PavementのHereは、より静かで淡い倦怠感を帯びる。
Sheryl CrowのSoak Up The Sunは、陽気なポップロックというより、明るく振る舞おうとする人の影が見える。
SlowdiveのDaggerは、もともとのドリームポップ/シューゲイズ的な寂しさが、Soccer Mommyの歌声によってさらに近い距離で響く。
Taylor SwiftのI’m Only Me When I’m With Youは、青春のカントリー・ポップから、もっと壊れやすい親密さの歌へ変わる。
R.E.M.のLosing My Religionは、焦燥と信仰のような揺れが、より個人的な孤独として立ち上がる。
PitchforkはこのEPについて、単なるカラオケ的な再現ではなく、Sophie Allisonが自分の夢見がちな音像を通しておなじみの曲を内省的なものへ変えていると評している。Pitchfork
つまり、Karaoke Nightの歌詞を考えるとき、ひとつの曲の物語だけを追うことはできない。
この作品にあるのは、他人の歌詞を自分のものとして歌い直す行為そのものだ。
歌詞は既存曲のものだ。
しかし、声はSoccer Mommyのものだ。
そこに生まれるズレが、このEPの核心である。
カラオケでは、誰でも一瞬だけ誰かの歌手になる。
だが同時に、うまく歌えなくても、自分の声が出てしまう。憧れの曲を歌っているはずなのに、そこには自分の弱さ、照れ、記憶、感情がにじむ。
Karaoke Nightは、そのにじみを丁寧に録音した作品である。
2. 歌詞のバックグラウンド
Karaoke Nightは、Soccer Mommyのキャリアの中で少し特別な位置にある。
Sophie Allisonは、2010年代後半以降、インディーロック/ベッドルームポップの文脈で高く評価されてきたアーティストである。Clean、color theory、Sometimes, Foreverといったアルバムでは、若さ、孤独、恋愛、自己嫌悪、病、記憶、死への不安を、親密な歌声とギターを中心に描いてきた。
2022年のSometimes, Foreverでは、Oneohtrix Point NeverことDaniel Lopatinをプロデューサーに迎え、ドリームポップ、シューゲイズ、ノイズ、エレクトロニックな質感を強めた。そこから翌2023年にリリースされたKaraoke Nightは、オリジナルアルバムではなくカバーEPであるにもかかわらず、Soccer Mommyの作家性をよく示している。

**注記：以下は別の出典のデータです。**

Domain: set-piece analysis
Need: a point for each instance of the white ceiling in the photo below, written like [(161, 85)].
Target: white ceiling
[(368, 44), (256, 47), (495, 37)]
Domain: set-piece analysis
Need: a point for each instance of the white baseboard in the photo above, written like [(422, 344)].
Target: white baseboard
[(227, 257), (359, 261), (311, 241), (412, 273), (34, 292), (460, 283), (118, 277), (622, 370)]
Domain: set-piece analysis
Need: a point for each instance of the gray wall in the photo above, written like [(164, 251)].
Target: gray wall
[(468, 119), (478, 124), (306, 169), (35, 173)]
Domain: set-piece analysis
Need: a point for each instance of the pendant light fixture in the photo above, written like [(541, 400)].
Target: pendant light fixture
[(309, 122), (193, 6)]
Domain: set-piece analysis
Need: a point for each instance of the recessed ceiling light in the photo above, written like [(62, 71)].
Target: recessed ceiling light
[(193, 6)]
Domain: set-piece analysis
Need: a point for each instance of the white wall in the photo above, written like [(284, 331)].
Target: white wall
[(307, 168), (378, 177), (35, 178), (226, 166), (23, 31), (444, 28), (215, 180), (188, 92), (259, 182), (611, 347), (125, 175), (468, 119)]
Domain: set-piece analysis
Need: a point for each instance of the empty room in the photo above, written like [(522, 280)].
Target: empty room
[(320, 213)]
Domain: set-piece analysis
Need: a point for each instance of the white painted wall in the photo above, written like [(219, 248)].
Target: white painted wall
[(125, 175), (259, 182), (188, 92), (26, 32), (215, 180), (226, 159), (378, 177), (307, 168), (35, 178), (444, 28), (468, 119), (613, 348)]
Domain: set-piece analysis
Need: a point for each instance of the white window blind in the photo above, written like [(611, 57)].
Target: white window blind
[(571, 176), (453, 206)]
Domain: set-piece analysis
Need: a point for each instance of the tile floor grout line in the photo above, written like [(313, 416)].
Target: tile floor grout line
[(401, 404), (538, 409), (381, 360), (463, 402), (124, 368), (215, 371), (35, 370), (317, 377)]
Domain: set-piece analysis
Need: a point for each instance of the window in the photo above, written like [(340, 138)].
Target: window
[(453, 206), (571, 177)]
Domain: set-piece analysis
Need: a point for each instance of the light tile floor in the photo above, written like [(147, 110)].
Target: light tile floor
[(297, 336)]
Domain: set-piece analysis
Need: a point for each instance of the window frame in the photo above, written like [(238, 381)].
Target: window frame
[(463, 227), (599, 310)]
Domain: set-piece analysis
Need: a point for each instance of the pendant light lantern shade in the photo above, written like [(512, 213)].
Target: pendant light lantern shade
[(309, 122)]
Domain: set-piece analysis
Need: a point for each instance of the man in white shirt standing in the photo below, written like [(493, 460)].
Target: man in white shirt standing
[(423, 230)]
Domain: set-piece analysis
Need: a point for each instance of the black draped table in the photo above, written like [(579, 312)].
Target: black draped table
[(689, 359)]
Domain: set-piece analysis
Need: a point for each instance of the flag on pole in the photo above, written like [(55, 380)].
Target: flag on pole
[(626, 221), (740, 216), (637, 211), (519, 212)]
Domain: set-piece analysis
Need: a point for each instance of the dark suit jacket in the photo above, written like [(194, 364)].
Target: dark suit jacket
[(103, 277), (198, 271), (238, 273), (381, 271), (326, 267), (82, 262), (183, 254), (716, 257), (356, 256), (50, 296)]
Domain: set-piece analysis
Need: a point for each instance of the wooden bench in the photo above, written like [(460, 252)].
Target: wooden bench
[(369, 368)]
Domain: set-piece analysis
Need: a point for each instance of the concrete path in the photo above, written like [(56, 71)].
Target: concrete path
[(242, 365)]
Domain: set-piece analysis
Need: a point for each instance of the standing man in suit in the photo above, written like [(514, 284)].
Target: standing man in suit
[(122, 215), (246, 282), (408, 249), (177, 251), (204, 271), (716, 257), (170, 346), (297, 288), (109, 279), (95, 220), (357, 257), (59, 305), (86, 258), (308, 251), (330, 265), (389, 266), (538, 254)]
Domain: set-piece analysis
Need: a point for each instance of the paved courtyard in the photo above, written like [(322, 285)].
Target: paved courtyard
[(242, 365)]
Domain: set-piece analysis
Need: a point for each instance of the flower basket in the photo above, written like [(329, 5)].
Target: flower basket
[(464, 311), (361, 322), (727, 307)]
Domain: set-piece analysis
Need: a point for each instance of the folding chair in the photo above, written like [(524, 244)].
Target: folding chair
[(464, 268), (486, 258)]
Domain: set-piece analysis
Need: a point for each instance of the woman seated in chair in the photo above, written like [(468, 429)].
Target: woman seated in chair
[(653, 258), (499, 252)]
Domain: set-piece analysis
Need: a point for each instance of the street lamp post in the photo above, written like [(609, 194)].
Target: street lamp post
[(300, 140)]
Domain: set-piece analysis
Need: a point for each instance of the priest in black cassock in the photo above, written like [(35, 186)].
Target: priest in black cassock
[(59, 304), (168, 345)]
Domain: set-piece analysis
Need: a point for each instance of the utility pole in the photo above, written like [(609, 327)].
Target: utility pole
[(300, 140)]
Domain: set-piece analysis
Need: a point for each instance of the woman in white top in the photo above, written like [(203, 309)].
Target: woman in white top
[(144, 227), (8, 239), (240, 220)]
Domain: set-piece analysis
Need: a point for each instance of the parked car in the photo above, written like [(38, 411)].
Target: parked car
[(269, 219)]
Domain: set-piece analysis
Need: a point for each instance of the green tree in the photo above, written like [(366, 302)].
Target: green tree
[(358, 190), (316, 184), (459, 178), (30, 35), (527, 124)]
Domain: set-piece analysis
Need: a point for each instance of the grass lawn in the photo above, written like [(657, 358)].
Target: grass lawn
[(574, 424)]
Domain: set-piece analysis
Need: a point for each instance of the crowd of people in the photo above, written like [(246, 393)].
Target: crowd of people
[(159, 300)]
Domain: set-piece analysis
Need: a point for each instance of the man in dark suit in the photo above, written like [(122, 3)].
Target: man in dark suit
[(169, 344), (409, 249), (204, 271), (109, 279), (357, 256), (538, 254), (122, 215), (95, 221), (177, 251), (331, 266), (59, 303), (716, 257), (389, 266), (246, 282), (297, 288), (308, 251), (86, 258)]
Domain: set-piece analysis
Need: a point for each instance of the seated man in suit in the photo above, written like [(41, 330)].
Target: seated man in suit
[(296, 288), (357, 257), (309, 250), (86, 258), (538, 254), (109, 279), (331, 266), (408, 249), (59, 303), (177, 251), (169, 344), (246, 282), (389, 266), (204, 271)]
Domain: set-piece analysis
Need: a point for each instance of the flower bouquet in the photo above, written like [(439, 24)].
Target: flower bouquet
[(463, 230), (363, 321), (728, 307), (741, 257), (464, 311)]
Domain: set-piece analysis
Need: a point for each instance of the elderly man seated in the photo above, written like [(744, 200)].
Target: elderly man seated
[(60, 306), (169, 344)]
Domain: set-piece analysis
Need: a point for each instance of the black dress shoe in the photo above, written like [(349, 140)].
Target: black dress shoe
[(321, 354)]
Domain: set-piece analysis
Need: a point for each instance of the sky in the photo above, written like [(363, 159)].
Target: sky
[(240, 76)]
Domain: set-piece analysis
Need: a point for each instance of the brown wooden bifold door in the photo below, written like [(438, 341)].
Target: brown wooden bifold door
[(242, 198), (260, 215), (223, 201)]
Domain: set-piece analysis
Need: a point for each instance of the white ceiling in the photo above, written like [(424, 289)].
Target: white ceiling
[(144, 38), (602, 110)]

NMEは、Soccer MommyがTaylor SwiftのI’m Only Me When I’m With Youのカバー公開とともにKaraoke Night EPを発表したことを報じ、同作にはPavement、Sheryl Crow、Slowdive、Taylor Swift、R.E.M.のカバーが収録されると紹介している。NME
この選曲が面白い。
Pavementは、90年代オルタナティブ/インディーロックの脱力と皮肉を象徴するバンドである。
Sheryl Crowは、90年代アメリカのラジオフレンドリーなロック/ポップの明るさを持つアーティストだ。
Slowdiveは、シューゲイズとドリームポップの霞んだ美しさを代表する存在である。
Taylor Swiftは、2000年代後半以降のポップ/カントリー/シンガーソングライターの巨大な象徴であり、特にI’m Only Me When I’m With Youは初期Swiftの青春的な親密さを持つ曲だ。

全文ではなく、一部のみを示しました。